Eduardo se sitúa así, una vez más, en la línea de los diplomáticos que a través de
los tiempos han acercado la diplomacia a la historia: tratados, paces, alianzas, solución
de conflictos, desarrollo de la política exterior. Por eso desde tiempos lejanos el
conocimiento de la Historia y su exposición han tenido como protagonistas a
Embajadores.

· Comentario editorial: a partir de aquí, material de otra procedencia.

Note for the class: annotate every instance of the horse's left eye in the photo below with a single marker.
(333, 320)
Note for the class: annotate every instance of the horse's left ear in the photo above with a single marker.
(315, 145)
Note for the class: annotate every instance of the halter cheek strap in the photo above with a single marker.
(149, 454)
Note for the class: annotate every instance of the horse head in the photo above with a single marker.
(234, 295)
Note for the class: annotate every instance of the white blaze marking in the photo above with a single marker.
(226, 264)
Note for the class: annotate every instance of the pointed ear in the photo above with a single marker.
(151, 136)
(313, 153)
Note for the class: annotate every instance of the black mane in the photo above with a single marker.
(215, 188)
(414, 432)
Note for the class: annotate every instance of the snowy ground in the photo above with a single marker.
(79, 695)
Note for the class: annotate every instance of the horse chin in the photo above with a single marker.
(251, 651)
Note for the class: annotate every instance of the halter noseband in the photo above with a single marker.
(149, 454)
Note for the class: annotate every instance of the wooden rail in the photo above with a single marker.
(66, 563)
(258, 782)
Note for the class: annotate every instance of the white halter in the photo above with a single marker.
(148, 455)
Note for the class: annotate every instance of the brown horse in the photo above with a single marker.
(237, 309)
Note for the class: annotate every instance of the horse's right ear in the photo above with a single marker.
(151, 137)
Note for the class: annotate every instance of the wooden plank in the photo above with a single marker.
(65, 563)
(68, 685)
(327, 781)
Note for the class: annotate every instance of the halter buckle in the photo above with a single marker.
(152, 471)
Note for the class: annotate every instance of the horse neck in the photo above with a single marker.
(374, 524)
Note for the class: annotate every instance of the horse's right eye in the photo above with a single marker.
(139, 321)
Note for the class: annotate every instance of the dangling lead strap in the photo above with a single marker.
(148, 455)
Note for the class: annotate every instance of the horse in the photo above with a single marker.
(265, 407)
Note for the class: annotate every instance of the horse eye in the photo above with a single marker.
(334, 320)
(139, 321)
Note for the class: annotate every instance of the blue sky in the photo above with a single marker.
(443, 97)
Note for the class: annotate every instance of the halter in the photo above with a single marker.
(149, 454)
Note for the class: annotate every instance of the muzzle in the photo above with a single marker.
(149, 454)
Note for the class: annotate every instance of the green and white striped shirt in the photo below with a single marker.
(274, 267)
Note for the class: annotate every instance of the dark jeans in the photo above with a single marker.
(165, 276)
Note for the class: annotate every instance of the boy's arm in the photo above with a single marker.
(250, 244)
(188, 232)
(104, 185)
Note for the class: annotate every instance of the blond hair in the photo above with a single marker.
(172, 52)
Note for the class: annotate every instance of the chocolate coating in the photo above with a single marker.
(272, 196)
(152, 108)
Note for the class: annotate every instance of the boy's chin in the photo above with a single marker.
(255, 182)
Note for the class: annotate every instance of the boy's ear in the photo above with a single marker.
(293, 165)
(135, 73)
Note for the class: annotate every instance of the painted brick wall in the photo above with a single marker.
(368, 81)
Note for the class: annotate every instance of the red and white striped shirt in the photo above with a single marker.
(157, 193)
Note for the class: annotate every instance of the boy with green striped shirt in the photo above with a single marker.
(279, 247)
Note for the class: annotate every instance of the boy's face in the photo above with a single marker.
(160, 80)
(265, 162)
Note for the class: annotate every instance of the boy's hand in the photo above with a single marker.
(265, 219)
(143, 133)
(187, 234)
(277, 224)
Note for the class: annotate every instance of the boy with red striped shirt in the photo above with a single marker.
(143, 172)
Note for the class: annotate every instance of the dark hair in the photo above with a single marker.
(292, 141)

Y se puede hablar de la coexistencia de una Historia que se ocupa de las
relaciones internacionales y otra relativa a la acción diplomática que describe el
desarrollo del instrumento de la acción.
Pienso por ejemplo, evocando la época de Gálvez, en diplomáticos como el
Conde de Toreno, autor de la famosa “Historia del levantamiento, guerra y revolución
de España”, Martínez de la Rosa y su obra “Revolución actual de España”, los escritos
históricos del Duque de Rivas, las Memorias de García de León y Pizarro, diplomático
y Secretario de Estado o las de Antonio Alcalá Galiano y ahora el protagonista del libro
que comentamos, que es ejemplo de la hermandad entre historia y diplomacia y que nos
ha permitido al recorrer la vida de Gálvez, situarnos en el paisaje de España y América
de aquellos azarosos años del siglo XVIII llenos de sobresaltos en los que destaca la
figura de este heroico militar tan brillantemente descrito por nuestro autor, a quien
agradezco de corazón su invitación para participar en este acto y le reitero mi
felicitación por su excelente trabajo.